Nadia plonge, sa jambe en arabesque derrière elle, un long soupir tracé au pinceau. Puis, son pied droit pointé devant, elle se détourne des mortes, des battues, tous ces sanglots de filles fracturées, et posément aligne - flic flac - les cartes de mauvais sort retournées, vaincues, une fois de plus, elle les salue, ils sont debout, follement aimants, bouleversés d'avoir goûté à l'odeur terrible d'un mauvais sort repoussé."
Mais surtout, ce qui me choque, c'est la complaisance des juges, qui laissent faire. Et la "complicité" des spectateurs, qui, quand tout va bien, frissonnent de plaisir devant le danger frôlé du doigt.
Et le texte de
Lola Lafon est formidable car il traduit parfaitement cette hypocrisie de tous, ce tiraillement entre la fascination d'un spectacle époustouflant et des conditions d'entraînement horribles pour des petites filles. La plume de l'auteure est très belle, et elle parvient à nous montrer de la même façon l'enjeu politique qui se cache derrière la carrière de
Nadia Comaneci. C'est un roman passionnant, bien écrit, qui marie subtilement les faits et la fiction.

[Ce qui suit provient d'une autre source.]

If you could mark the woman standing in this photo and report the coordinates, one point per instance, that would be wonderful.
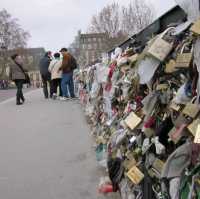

Seul regret, le fait de devoir se contenter d'un document sans illustrations, sans vidéos. Un roman numérique interactif aurait été très adapté à ce contenu, notamment pour voir en vidéo les exploits cités dans le livre. Je sais que ce n'est pas un documentaire, mais la gymnastique est un sport visuel, et il est vraiment frustrant de ne pas voir ce qui est décrit. Vous trouverez donc sur mon blog une petite compilation de liens vers des vidéos évoquées dans le roman ou relatives au roman.